Green Pastures offers a glimpse of writer Marc Connelly's vision of Negro Heaven, complete with fish frys, 10 cent cigars, and rambunctious angel "chillun" who get reprimanded for mischievously riding the clouds. It is interesting to see how a Black God becomes compelled to create the Earth, become so angered at the condition of mankind that he destroys it, and decides to try it again. The film delivers the story of Adam and Eve, Noah and the great flood, Moses leading his people to the promised land, and even God's relationship with his arch angel, Gabriel among others.
Green Pastures enjoyed great success as a Broadway play which led to it eventually becoming a hugely successful film, selling 6,000 tickets every hour when it first opened at Radio City Music Hall in New York City.
Even if you are familiar with the scriptures you may find it's approach to be intriguing or at the very least a departure from how they are normally interpreted. With the benefit of hindsight we can look at this film and take comfort in the fact that we have struggled beyond the time when we had to "Coon" for the camera in order to get a break. At the same time it may be somewhat alarming to consider that in more recent eras we have become so detached from representing the strong spiritual foundation of our people on film. While the imagery may be somewhat disturbing at times for the modern conciousness, one still comes away from this film with the feeling that black people enjoy a divine spiritual connection that transcends our Earthly struggles. This stands as a distinctive achievement considering the very limited opportunity for Black actors at the time.
The Hall Johnson Choir provides stirring renditions of classic spirituals for the soundtrack.

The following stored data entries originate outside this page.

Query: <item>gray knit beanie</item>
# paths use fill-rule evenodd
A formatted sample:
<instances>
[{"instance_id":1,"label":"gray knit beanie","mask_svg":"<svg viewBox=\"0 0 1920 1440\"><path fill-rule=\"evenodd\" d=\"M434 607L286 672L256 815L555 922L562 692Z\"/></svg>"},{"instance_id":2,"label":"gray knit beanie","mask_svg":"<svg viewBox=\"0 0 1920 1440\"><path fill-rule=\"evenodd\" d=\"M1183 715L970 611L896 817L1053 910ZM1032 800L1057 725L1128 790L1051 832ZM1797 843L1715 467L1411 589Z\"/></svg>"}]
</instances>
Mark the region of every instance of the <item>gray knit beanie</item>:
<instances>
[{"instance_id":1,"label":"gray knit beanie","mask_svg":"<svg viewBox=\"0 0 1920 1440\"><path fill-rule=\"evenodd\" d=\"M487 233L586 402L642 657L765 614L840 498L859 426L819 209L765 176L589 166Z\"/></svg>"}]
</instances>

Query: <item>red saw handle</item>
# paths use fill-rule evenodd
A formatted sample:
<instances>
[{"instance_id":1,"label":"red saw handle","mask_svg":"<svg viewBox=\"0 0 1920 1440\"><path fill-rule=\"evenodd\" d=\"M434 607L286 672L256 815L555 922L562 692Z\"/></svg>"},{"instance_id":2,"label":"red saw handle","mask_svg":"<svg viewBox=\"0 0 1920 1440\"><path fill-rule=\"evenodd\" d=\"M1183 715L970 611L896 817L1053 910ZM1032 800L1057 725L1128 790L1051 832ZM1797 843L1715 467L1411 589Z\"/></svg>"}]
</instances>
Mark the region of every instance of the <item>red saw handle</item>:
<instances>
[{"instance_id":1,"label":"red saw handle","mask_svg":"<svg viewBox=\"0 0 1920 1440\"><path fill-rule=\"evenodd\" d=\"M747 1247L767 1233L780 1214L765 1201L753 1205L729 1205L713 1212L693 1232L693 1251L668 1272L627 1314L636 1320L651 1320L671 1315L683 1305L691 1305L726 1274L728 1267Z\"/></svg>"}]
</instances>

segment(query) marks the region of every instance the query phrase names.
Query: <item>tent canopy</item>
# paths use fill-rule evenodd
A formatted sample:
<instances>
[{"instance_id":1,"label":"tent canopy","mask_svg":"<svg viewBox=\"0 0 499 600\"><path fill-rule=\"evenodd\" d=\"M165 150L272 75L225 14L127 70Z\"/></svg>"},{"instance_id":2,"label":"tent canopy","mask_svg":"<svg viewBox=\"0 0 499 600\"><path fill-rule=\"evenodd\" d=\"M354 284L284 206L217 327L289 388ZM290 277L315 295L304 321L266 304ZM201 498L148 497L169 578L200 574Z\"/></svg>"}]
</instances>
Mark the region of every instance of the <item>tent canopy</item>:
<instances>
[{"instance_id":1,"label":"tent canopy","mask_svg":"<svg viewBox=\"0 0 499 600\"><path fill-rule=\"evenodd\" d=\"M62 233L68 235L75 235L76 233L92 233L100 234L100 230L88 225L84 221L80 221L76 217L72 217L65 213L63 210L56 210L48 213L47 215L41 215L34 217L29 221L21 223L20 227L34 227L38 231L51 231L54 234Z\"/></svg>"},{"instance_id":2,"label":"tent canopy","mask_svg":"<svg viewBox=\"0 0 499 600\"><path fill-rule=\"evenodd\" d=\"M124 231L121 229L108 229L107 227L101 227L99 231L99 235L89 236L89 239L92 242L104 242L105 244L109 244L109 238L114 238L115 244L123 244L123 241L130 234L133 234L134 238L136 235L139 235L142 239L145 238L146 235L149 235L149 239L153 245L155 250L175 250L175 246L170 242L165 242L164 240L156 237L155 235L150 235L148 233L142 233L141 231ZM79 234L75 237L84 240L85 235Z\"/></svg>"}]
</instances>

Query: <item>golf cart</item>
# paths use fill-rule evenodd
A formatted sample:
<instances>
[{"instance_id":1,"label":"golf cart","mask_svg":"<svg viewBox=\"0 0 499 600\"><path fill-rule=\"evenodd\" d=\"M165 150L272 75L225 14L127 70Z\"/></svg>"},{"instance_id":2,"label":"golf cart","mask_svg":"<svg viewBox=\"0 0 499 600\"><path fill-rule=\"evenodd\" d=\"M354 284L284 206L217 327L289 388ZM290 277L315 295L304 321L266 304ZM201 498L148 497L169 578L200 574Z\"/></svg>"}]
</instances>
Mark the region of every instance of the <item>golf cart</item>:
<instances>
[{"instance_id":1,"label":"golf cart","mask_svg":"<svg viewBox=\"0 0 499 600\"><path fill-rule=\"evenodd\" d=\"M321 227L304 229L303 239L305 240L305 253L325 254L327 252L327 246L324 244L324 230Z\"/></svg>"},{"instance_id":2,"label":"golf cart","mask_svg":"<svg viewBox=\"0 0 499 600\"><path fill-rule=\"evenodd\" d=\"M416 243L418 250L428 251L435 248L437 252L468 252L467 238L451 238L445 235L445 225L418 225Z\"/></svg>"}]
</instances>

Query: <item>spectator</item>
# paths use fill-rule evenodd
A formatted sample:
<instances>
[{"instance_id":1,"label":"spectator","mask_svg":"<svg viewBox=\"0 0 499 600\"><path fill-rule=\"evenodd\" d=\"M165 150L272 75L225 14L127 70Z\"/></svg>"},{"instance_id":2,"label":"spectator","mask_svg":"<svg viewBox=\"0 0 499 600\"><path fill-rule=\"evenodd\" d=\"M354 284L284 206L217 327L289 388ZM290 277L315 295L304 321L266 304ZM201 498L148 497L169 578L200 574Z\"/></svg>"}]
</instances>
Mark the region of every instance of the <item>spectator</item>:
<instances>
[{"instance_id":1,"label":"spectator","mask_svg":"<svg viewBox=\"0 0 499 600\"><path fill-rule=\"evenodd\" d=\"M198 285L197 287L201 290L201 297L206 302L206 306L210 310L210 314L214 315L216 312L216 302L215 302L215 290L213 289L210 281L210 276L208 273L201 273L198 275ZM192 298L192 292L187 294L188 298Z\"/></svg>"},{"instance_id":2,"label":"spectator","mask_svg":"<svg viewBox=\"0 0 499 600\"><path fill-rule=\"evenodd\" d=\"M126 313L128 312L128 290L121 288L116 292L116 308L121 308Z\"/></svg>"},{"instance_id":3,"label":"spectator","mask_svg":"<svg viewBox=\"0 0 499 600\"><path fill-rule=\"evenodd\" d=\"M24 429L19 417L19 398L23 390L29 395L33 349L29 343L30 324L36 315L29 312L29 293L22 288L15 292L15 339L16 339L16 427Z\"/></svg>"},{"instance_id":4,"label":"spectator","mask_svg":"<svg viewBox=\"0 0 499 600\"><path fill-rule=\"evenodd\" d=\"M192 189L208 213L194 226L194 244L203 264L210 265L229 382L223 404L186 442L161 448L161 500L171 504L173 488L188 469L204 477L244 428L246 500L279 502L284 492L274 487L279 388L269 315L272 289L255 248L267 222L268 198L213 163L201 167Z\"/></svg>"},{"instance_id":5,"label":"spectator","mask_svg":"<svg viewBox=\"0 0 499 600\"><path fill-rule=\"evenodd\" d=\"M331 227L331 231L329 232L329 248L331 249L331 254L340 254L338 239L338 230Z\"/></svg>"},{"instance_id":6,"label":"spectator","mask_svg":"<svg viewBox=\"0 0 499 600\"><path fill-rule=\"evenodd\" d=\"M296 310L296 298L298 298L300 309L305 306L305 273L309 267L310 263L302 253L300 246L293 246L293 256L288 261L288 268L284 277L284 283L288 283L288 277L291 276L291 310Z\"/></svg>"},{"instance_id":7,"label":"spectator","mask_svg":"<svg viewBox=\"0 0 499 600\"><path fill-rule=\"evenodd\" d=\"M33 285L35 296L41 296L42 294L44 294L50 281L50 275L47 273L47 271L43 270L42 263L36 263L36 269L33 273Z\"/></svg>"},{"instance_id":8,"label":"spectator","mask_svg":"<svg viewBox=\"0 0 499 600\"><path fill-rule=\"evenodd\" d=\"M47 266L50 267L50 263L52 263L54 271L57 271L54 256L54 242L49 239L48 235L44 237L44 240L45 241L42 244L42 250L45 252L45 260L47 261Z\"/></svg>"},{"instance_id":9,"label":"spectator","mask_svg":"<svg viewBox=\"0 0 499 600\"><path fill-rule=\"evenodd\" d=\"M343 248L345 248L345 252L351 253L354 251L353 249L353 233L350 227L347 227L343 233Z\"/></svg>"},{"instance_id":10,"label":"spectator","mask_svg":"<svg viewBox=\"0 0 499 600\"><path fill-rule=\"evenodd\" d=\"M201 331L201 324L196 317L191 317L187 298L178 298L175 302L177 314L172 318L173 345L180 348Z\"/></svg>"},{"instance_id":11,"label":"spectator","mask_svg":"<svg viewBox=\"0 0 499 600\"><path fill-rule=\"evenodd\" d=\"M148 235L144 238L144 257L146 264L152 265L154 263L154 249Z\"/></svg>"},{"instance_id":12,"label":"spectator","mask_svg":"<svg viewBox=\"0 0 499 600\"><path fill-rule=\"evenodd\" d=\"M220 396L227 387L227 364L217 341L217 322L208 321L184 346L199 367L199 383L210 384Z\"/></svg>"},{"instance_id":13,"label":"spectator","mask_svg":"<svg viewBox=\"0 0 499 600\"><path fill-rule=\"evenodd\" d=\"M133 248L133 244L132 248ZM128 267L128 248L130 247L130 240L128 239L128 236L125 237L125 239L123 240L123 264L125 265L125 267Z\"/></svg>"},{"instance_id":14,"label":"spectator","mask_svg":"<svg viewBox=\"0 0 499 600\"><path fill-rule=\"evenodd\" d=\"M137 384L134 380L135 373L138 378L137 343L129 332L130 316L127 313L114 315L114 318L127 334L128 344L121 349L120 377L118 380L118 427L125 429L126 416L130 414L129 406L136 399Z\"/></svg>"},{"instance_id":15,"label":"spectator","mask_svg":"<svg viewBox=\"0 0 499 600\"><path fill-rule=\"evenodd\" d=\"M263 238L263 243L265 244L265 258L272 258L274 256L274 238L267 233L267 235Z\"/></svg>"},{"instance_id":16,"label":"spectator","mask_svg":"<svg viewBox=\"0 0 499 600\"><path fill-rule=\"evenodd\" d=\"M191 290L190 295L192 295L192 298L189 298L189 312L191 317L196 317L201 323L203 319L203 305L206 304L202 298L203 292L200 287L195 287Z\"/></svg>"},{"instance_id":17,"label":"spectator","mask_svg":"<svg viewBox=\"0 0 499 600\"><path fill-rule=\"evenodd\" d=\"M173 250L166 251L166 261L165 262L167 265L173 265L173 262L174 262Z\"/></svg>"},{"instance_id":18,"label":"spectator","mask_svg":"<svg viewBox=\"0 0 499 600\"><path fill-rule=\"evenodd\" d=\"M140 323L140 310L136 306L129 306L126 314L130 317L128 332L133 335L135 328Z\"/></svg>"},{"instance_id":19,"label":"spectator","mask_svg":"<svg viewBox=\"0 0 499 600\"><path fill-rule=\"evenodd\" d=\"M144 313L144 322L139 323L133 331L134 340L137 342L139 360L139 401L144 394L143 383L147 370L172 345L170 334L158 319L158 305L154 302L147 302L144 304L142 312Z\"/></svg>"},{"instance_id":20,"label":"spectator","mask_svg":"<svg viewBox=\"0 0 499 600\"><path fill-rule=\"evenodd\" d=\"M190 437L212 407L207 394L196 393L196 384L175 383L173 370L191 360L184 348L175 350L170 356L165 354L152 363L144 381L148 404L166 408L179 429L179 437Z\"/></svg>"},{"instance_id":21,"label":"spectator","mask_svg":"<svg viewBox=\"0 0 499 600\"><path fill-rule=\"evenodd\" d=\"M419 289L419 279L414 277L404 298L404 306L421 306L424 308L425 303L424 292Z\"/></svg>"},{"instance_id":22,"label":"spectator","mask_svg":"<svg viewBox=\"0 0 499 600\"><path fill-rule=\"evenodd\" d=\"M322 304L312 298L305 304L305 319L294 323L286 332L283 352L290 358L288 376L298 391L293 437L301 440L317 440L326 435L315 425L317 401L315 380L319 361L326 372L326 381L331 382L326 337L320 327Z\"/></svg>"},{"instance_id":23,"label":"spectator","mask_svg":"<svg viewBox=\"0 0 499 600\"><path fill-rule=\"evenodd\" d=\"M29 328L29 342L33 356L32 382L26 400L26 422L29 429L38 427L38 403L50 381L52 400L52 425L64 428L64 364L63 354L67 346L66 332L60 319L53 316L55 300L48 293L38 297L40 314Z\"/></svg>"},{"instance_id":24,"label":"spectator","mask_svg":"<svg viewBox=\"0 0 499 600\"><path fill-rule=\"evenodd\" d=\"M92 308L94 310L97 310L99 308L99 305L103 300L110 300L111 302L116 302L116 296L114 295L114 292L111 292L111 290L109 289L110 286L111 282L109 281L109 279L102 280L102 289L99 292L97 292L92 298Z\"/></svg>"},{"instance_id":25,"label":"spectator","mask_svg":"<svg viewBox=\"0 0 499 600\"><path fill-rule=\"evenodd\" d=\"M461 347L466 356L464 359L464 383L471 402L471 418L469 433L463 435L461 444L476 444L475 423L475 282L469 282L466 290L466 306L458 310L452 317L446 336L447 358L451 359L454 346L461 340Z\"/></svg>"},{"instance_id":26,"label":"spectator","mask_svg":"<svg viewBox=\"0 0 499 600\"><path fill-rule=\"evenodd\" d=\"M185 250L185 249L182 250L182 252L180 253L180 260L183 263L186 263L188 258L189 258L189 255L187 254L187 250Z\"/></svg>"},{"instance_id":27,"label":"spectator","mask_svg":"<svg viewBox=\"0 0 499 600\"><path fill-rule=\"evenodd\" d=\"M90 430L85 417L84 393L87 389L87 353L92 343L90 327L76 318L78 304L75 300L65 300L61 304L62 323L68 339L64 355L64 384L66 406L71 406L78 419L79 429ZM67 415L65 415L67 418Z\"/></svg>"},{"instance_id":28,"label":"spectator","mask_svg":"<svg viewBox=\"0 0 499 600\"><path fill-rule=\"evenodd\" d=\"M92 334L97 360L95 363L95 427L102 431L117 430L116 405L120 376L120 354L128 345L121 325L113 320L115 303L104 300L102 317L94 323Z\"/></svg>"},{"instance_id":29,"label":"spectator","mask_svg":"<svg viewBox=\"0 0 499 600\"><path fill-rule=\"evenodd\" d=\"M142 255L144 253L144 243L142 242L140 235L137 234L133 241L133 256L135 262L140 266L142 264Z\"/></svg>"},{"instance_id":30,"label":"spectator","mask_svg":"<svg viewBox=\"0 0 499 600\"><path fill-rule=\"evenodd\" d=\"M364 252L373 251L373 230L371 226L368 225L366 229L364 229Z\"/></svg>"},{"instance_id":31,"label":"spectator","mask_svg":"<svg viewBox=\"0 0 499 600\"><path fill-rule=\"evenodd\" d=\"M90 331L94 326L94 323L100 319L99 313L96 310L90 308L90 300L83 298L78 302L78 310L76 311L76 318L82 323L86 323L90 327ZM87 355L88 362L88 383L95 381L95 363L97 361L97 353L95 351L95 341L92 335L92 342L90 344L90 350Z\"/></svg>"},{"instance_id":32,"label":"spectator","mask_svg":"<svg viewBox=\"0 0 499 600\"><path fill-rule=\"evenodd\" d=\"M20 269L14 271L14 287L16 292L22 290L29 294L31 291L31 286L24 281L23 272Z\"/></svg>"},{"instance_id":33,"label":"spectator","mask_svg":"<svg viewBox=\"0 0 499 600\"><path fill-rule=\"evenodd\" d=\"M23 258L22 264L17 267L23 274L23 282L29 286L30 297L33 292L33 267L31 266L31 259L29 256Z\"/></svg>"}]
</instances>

As "De Lawd", actor Rex Ingram delivers a brilliant performance as a God who loves one and all but gets so frustrated with some of mankind's wicked ways that he becomes full of wrath and vengeance. Eventually, he finds enough goodness in us to discover the virtues of Mercy. As we embark on this new Millennium it seems that it might not be a bad idea for all of us, regardless of religious denomination or spiritual doctrine, to check out this movie and touch base with our ancestors offering of the divine creator's intentions for us. After all it's just a movie. Right?